かくいう著者は、今日の動きを批判することも忘れていない。今の日本は、「ともかく愛国心を持て」「愛国心は常識だ」「愛国心さえ持てばいい生徒、いい日本人になれる」と言っている。冗談じゃない。そんな単純なものではない。だから、この本では初心に返って愛国心とは何か、を考えてみた。愛国心は宝石にもなるし、凶器にもなる。(本書10ページ)

だが、かつてマルクスが国家の「共同幻想性」を指摘したように、国家は自己にとって外在的なのだから、一体感といっても、その国家の性格と自ずと無関係ではない。鈴木の以上の表現はそれをまったく無視している。国家がどういうものかを問うことなくて、愛国心一般があるのではない。だから、この意味で、鈴木のいうところをあらためて問わねばならない。しかし、ともかく著者鈴木は「愛国心」の強要を戒めているのだ。それをつぎのようにも批判している。

愛国心は国民一人一人が、心の中に持っていればいい。口に出して言ったら嘘になる。また他人を批判する時の道具になるし、凶器になりやすい。だから、胸の中に秘めておくか、どうしても言う必要がある時は、小声でそっと言ったらいい。
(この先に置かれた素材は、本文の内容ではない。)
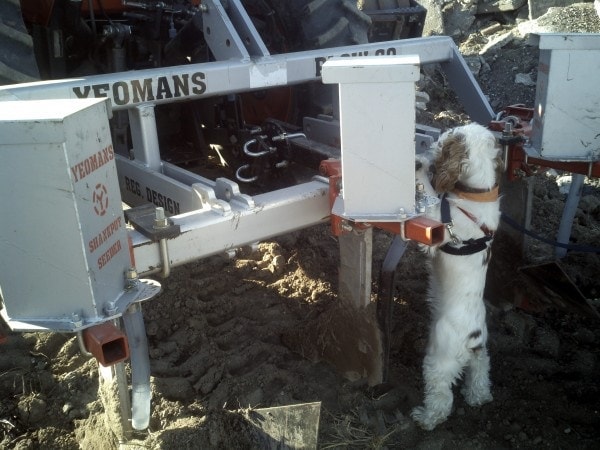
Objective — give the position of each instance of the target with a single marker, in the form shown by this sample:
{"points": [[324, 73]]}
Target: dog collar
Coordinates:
{"points": [[475, 194], [469, 247]]}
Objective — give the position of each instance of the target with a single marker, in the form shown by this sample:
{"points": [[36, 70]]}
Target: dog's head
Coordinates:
{"points": [[469, 155]]}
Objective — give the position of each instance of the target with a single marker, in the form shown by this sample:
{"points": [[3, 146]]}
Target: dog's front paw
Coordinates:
{"points": [[477, 398], [427, 419]]}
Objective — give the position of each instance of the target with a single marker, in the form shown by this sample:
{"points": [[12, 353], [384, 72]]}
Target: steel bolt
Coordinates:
{"points": [[110, 308], [160, 221], [76, 320], [346, 226]]}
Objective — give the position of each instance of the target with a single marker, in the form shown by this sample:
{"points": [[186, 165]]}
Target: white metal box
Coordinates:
{"points": [[63, 243], [377, 115], [566, 123]]}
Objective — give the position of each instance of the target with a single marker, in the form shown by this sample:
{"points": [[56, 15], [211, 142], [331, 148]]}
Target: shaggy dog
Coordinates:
{"points": [[466, 170]]}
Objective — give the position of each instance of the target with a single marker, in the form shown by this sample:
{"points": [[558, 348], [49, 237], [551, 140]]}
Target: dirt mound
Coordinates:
{"points": [[219, 335]]}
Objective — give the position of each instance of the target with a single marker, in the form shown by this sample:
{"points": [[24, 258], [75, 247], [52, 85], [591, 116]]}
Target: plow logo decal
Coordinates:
{"points": [[100, 199]]}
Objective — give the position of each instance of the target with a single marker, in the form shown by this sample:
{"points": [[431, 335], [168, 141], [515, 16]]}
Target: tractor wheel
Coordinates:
{"points": [[17, 60]]}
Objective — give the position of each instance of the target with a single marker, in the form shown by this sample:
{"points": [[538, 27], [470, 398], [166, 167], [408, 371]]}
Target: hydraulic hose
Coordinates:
{"points": [[141, 395]]}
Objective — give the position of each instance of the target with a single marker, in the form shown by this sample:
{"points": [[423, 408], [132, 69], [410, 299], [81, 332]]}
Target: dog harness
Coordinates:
{"points": [[470, 246]]}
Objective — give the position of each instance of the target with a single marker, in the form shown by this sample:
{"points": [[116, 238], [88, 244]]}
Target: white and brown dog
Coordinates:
{"points": [[466, 170]]}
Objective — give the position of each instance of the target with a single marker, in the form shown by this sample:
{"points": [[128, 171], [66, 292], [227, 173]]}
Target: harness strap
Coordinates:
{"points": [[469, 247]]}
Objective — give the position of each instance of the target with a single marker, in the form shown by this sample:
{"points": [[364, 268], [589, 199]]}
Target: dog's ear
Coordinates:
{"points": [[451, 161]]}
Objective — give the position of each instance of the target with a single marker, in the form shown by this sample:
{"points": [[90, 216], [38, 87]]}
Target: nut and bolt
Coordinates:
{"points": [[131, 277], [110, 308], [76, 320], [345, 226], [160, 221]]}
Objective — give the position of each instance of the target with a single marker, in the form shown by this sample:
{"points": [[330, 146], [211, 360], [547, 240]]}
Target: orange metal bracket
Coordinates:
{"points": [[421, 229], [107, 343]]}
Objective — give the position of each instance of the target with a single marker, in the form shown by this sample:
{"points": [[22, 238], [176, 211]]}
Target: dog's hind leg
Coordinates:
{"points": [[439, 373], [476, 389]]}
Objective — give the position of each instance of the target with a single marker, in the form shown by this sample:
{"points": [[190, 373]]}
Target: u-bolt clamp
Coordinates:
{"points": [[248, 152]]}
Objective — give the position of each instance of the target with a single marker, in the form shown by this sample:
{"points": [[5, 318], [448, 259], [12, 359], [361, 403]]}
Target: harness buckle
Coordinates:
{"points": [[453, 237]]}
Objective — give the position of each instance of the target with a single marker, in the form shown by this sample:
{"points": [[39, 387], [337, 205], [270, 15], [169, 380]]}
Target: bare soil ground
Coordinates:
{"points": [[219, 347]]}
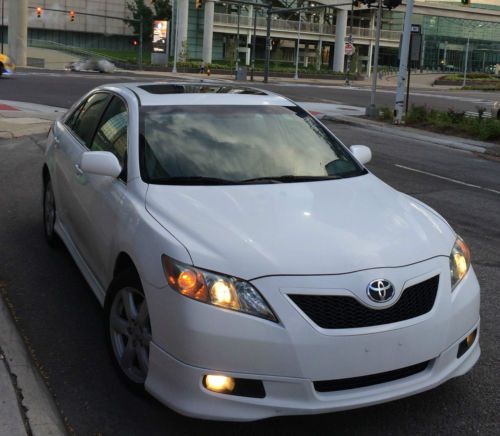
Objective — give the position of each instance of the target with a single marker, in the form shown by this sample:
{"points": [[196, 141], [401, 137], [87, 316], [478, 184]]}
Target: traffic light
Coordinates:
{"points": [[391, 4], [368, 2]]}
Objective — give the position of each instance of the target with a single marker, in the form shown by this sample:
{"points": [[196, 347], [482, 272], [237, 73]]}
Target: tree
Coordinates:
{"points": [[141, 11]]}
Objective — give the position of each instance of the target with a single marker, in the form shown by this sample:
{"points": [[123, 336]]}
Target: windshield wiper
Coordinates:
{"points": [[289, 179], [191, 180]]}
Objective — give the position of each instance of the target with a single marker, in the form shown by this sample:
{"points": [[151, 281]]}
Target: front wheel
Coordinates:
{"points": [[128, 329]]}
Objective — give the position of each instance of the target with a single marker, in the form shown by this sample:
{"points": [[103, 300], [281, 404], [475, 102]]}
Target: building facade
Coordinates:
{"points": [[223, 32]]}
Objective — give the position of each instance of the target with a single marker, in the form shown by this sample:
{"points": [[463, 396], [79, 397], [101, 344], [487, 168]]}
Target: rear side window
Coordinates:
{"points": [[85, 120], [112, 132]]}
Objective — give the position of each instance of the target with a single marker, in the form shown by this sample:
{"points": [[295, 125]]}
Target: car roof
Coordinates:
{"points": [[201, 93]]}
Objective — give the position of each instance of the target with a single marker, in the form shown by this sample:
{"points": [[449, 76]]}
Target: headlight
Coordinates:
{"points": [[459, 262], [216, 289]]}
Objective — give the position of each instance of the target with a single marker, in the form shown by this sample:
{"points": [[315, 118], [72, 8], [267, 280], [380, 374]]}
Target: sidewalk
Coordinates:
{"points": [[26, 405], [23, 119]]}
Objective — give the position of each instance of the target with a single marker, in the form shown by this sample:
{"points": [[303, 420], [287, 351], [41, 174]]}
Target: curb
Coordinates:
{"points": [[35, 405], [421, 135]]}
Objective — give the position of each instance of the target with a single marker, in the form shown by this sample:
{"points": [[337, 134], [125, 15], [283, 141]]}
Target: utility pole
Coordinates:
{"points": [[296, 76], [466, 61], [268, 42], [348, 68], [371, 110], [176, 35], [253, 40], [403, 64], [3, 6]]}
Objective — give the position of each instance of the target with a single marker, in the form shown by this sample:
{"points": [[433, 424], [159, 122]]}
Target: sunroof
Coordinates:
{"points": [[166, 88]]}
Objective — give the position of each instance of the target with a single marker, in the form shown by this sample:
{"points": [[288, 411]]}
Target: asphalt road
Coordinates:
{"points": [[62, 321], [63, 88]]}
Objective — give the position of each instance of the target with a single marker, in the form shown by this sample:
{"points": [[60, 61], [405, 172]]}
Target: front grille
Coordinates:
{"points": [[368, 380], [342, 312]]}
右翼とは何か。それは、常に左翼の対立物にして相対的な存在。体系だった理論はおそらく存在しない。本書をみる限り、そう思わざるをえない。私は、鈴木を単純だと先にいった。それを別の言葉でいいかえるとすれば―著者本人は「偏狭」な愛国者から「寛容」な愛国者へかわったとのべているが―、情緒的といえるのかもしれない。本書には鈴木の単純で、情緒的な姿勢が余すところなく示されている。